Thank you for the comments!  This report shows great success in terms of
WikiEducator's stated goals of capacity, community (connections) and
content. It works, it works!


> When thinking about community and OER productivity, the website stats are
> also interesting. In the case of Curriki the three month average on Alexa
> records 2.14 page views per users spending 2.9 minutes on the site. In the
> case of WikiEducator we have recorded a three month average of 8 page views
> per user and an average of 21.8 minutes on the site. I suppose you could
> argue that the wiki syntax requires users to spend more time on WE :-).
>

I will argue that WikiEducator has a tighter, more action-oriented community
with fewer people just checking the site out because they saw it mentioned
in their networks, or otherwise being onlookers. I think it is the direct
result of publicity strategies. Some communities invite a lot of people to
check them out, and some to collaborate and work together. The later type
will have stickier page data and other community measures showing that
people actually work there.

I'm not sure whether I agree with the analysis that projects involving large
> numbers of people for quick (wiki-wiki?) collaboration would be more
> successful using other platforms. Wikipedia is a case in point.
>

I'd like to look, again, at the degree of collaboration, maybe using a scale
similar to Shirky's sharing-collaboration-community action. A project
synchronized in time, where all participants "pledge" (register) to spend
hours a week working is different from the "slight participation" Wikipedia
invites (though some people undoubtedly spend tens of hours a week
contributing). L4C projects have dedicated time, but then people go there to
learn wiki skills.

The consideration of content vs. tech skills is very important, as I learned
from that Family Multiplication Study pilot I did, where many people felt
that the platform development and the resulting "lack of ease" was too much.
Retrospectively, it almost felt like a "bait and switch" - the project being
"advertised" as a content project, while so much of it was devoted to
technology.
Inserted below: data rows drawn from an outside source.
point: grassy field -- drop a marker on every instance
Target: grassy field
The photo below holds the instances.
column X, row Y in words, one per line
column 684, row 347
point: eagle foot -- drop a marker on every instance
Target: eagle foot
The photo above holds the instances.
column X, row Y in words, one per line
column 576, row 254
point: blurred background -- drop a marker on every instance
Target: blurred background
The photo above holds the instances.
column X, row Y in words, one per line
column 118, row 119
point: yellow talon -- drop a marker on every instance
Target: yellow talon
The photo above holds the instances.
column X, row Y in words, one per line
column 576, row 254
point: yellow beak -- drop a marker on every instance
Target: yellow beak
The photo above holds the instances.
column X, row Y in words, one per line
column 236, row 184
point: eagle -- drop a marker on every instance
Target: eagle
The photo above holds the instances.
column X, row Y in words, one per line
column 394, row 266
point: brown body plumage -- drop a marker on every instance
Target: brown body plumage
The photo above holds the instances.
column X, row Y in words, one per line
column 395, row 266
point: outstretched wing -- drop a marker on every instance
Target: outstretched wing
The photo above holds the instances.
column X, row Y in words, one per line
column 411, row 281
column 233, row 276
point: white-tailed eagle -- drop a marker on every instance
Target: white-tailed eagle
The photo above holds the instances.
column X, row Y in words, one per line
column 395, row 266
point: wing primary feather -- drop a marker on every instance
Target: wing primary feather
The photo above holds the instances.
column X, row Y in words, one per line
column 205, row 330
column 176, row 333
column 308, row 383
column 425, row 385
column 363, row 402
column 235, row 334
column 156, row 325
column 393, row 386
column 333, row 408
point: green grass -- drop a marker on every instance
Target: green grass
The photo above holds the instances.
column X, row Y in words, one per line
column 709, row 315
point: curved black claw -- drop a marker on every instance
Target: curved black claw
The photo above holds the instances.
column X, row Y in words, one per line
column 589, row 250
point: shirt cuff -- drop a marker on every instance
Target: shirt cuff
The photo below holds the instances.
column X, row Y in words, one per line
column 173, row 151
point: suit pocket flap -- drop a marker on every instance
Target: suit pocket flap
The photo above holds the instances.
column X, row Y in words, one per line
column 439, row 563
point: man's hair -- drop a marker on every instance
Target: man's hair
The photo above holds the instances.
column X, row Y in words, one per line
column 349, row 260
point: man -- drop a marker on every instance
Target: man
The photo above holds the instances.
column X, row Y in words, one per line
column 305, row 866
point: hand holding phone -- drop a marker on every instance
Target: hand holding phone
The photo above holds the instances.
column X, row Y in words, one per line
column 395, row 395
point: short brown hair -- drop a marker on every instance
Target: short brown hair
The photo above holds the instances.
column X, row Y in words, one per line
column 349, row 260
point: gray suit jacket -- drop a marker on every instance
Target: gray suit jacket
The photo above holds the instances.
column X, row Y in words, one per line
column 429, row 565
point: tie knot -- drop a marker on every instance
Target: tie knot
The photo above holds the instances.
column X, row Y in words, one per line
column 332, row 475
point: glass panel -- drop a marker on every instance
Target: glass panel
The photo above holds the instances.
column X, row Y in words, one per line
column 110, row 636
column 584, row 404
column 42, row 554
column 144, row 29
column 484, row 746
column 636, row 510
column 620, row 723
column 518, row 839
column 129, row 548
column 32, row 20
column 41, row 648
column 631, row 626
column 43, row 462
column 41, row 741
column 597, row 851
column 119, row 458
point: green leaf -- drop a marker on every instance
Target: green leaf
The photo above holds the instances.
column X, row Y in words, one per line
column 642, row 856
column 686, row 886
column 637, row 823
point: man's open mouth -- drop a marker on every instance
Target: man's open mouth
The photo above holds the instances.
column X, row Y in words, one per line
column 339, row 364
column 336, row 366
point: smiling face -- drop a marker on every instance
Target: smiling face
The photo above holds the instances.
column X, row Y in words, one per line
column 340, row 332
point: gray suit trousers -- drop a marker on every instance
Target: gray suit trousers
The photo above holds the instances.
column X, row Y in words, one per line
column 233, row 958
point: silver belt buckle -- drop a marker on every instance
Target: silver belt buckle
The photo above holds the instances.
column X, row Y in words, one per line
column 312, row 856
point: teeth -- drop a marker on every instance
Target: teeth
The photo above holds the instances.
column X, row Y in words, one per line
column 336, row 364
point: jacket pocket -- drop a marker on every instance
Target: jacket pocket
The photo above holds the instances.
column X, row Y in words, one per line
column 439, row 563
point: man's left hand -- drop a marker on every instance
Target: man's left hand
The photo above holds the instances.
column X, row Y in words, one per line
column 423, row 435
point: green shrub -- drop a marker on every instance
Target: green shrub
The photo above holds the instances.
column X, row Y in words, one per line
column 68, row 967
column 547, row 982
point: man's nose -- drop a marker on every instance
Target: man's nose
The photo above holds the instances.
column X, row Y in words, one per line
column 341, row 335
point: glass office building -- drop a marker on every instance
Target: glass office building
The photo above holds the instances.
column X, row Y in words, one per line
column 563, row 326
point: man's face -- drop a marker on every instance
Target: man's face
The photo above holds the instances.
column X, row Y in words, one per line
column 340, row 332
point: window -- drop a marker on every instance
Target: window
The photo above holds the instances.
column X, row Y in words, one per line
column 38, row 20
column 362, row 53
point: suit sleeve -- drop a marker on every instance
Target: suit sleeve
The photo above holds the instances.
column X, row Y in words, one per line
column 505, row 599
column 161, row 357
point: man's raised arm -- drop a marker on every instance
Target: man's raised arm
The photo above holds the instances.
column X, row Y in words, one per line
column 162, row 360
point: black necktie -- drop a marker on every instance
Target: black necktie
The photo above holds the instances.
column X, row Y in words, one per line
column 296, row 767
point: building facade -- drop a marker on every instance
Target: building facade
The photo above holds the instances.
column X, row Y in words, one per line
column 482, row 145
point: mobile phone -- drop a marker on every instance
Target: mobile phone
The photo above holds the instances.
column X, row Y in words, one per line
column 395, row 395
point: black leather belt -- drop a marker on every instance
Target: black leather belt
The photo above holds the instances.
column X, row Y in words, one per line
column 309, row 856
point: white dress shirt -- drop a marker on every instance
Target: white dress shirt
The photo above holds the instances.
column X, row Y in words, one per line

As a result, I am being extra careful this time around, both
with descriptions of what is involved technologically, and with choices of
project tools that have a potential to tip the scales toward "learning the
technology" and away from "developing math content." This may be a mere
dream for any current platform, but one can hope - here are the numbers I
just made up that I would like to see:

- 90% of the project's time to be about content, with the rest being the
slight, casual attention to easy 2.0 tools and personal communication within
the community
- 100% of registered people contribute to OER creation weekly
- 85% saying they learned new web 2.0 tools without meaning to, or realizing
it

Maybe I just want users who have been through your wiki training? :-)

Cheers,
Maria Droujkova

Make math your own, to make your own math.